Known is a device having a structure in which a single master device and a plurality of slave devices are connected by using a serial clock line and a serial data line, as an I2C device (for example, refer to FIG. 5 of Patent Document 1). A potential of the serial clock line and the serial data line is pulled up to a power-supply voltage via resistor. All signals including a data signal and a clock signal are arbitrarily generated by decreasing the high-leveled signal line level down to a low level.
In the I2C communication, information of a command, a datum, and the like is transmitted from the master device to the slave devices by the byte (8 bits). Moreover, an address is transmitted, for example, by using either 7 bits or 10 bits.
While one-byte information is transmitted from the master device to a slave device, the slave device having received the information returns an acknowledge signal attached to each byte. Then, the master device having received the acknowledge signal transmits a next byte.
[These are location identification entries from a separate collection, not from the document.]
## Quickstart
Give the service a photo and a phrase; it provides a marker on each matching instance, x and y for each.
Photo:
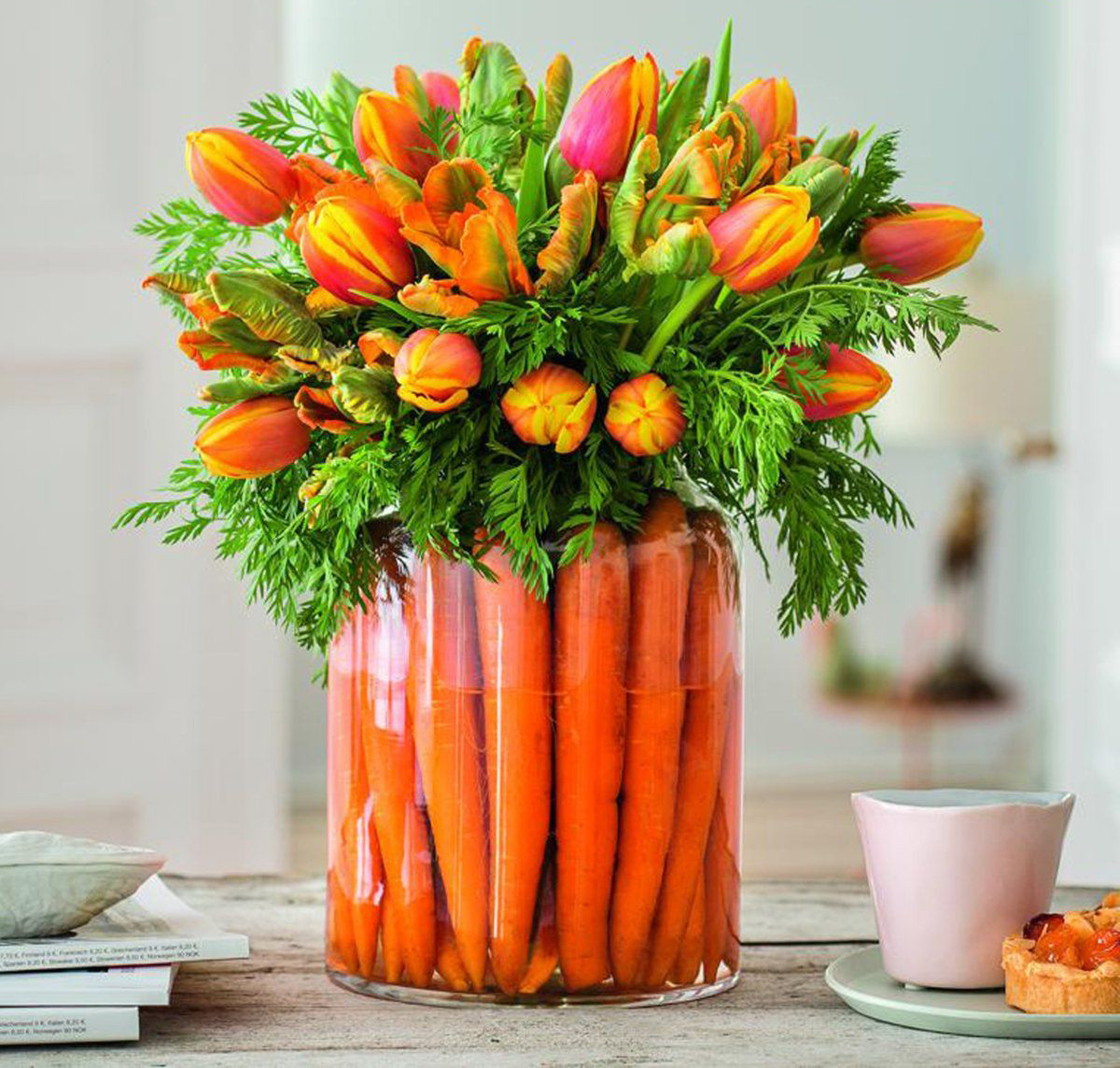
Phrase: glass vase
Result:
(539, 799)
A series of operations described above are repeated until an end of communication.
In the I2C communication, the master device controls all of a start & end of communication, an address assignment, a direction of data sending/receiving (to control writing/reading data, in the view from the master device side), generating an acknowledge signal, and generating & sending a clock signal.
In this regard, a slave device is provided with a right for the slave device itself not to return the acknowledge signal, or to forcibly lower a signal level of the serial clock line in the case where the slave device becomes unable to receive a data byte, or it is desired to delay data receiving by way of internal processing.
Thus, a system in the I2C communication is standardized in such a way that a slave device can receive information without any incorrect operation during a data receiving operation.
Patent Document 1: Japanese Unexamined Patent Application Publication (Translation of PCT Application) No. 2006-090473
Unfortunately, I2C does not specify any arrangement for protection against incorrect operation caused due to an initialization processing operation in the case where it becomes necessary to return a slave device into an initial condition, either after a master device resets the slave device, or after turning on the power supply.
Therefore, after resetting the slave device by some means, the master device has no way of checking whether or not the I2C device is ready for communication.
Accordingly, after the resetting, the master device has no other way but accesses the slave device after spending a certain time period.
In the case of accessing the slave device without spending the certain time period described above after the master device sends a resetting signal, appropriate accessing cannot be implemented so that the slave device may malfunction. A minimum required time for the certain time period described above varies, depending on a circuit configuration. Therefore, a latency time in order to resume the slave device must be set according to an actual measured value, unfortunately after building an actual system. Moreover, the certain time period described above is set by way of adding a margin to the minimum required time in order to protect against incorrect operation, and therefore, it is impossible to prevent a useless latency time from coming up.